At our recent Inspired Investing course we uncovered a factor that shows why the Dow may fall even more.
The factor which suggests further weakness in U.S. stocks has to do with demographics and market psychology.
The demographic group that could negatively affect the Dow are baby boomers, people just like me in their mid fifties. This is one of the largest, richest groups of humanity ever.
Recently talking with many friends and clients who are part of this generation I noticed a repeated theme.
Many were saying “I plan to retire early because of my stock profits. Of course the market has to come back a little and I plan to make 20% or 30% for another year or two.”

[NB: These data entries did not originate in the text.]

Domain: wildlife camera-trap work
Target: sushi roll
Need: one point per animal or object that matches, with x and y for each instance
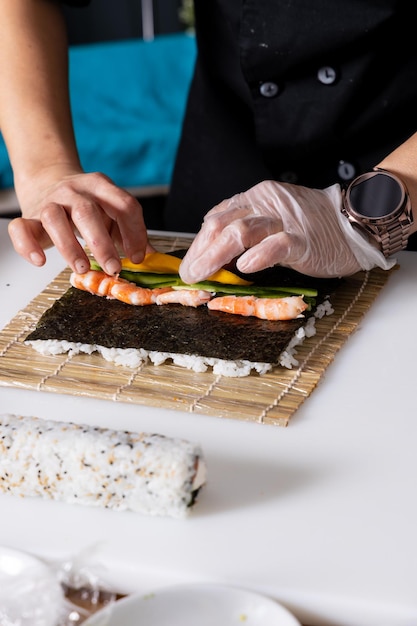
(145, 473)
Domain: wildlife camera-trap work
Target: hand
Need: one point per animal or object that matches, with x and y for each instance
(278, 223)
(57, 209)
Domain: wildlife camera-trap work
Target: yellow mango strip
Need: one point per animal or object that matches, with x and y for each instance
(161, 263)
(157, 262)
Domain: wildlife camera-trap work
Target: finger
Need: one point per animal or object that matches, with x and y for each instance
(89, 220)
(280, 248)
(229, 244)
(124, 209)
(55, 222)
(27, 237)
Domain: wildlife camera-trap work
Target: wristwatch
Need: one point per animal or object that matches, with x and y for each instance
(378, 205)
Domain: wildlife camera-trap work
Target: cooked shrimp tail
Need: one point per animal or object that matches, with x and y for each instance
(287, 308)
(186, 297)
(101, 284)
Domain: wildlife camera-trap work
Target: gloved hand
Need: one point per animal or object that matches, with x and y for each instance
(278, 223)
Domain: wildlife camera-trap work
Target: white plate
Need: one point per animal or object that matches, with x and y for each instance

At the course we talked about this theme and looked at why the stock market recovery is not likely to happen in the next several years. We looked at the long term (100 year plus) trend of Wall Street and saw that U.S. stocks are in a consolidation period similar to one that has appeared (after a market bubble) every 25 to 30 years. If history is any guide, the market will take years to recover and this consolidation will depress share prices for ten to fifteen years.
We also reviewed how the shorter term in the U.S. (and global) economic cycles are now on the down side of their paths. This is a time in the cycle when share prices are normally depressed. This is a normal process and nothing to fear, yet does suggest that few investors (only those who are very good or very lucky) will see their portfolios rise dramatically in the short and even mid term.
This is where market psychology comes in. The stock market bubble burst in 1999, yet many investors (especially those who had been investing in shares for their first time) have not become aware of the power of the downside. They are in a state of denial still thinking the market will recover soon and salvage their early retirement.
Because of their age this is an issue they will have to face soon. When they do, many of them will realize that Wall Street is not always a one way ticket to wealth. Many may choose to depart the market.
Baby boomers who figure out that that a recovering equity portfolio probably will not salvage their early retirement may also conclude that the market still contains risk as well. Their later retirement could be jeopardized! They have even more to lose by holding too many shares. The market could still be depressed even when they reach regular retirement age!
This realization could cause many mid-age baby boomers to liquidate shares.
If this trend is substantial, it will become a self-fulfilling prophesy. This group is one of the biggest holders of equities in the world. Their sudden realizations about Wall Street's risk could dampen the market a lot.
I doubt that aging boomers and their greater understandings of the risks Wall Street hold will cause a market crash, but markets are rarely moved by just one trend. Millions, even billions of threads make the market whole. Yet many little factors like this attitude of the boomers can have an effect. We need to look at them all to understand the weave. If you are heavily in the market, take care!
Until next message, good global business and investing!